Selain kajian, acara ini secara khusus mengusung Gerakan Wakaf Pesantren Islam Taiwan yang diinisiasi oleh Al-Hadi Taiwan Islamic Education and Cultural Center (TIECC). Dari rangkaian kegiatan tersebut, panitia mencatat penggalangan dana wakaf sebesar NTD 326.066 yang akan digunakan untuk membantu pelunasan lahan sebagai pusat pendidikan Islam berkelanjutan bagi generasi Muslim di Taiwan.
Ketua Panitia Tabligh Akbar Al-Hadi menyampaikan rasa syukur dan apresiasi atas antusiasme jemaah. “Kami bersyukur atas kehadiran ribuan jemaah dan atas kepercayaan umat yang turut berpartisipasi dalam wakaf ini. Pencapaian donasi ini menunjukkan bahwa kepedulian terhadap masa depan pendidikan Islam di Taiwan adalah tanggung jawab bersama,” ujarnya kepada medianetral.com.

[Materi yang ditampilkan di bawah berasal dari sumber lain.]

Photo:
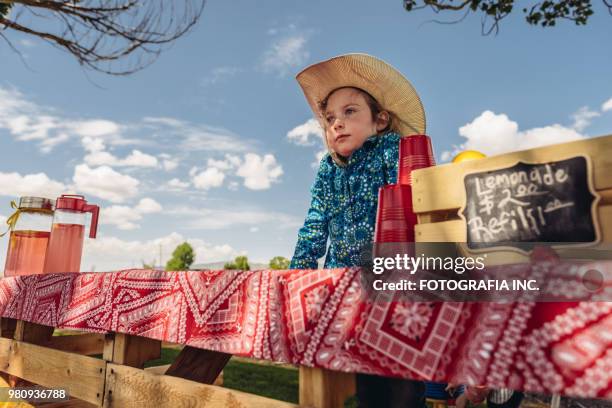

Ia juga menegaskan bahwa kehadiran Koh Dennis Lim memiliki makna tersendiri bagi komunitas Muslim Indonesia di Taiwan, khususnya para pekerja migran. “Beliau membawa pesan dakwah yang dekat dengan realitas kehidupan, jujur, dan membumi. Kami berharap kegiatan ini tidak berhenti sebagai acara seremonial, tetapi menjadi awal kesadaran kolektif untuk membangun institusi pendidikan Islam yang kuat dan berkelanjutan di Taiwan,” pungkasnya.
Sebagai informasi, Dennis Lim Setiawan atau Koh Dennis Lim merupakan pendakwah Indonesia keturunan Tionghoa yang dikenal luas melalui kisah hijrahnya. Ia pernah menjalani kehidupan sebagai bandar judi di Thailand sebelum akhirnya berhijrah dan mendalami Islam di Pondok Pesantren Daarut Tauhid, Bandung. Kini, ia aktif berdakwah dan menginspirasi masyarakat melalui kajian-kajian keislaman di berbagai negara.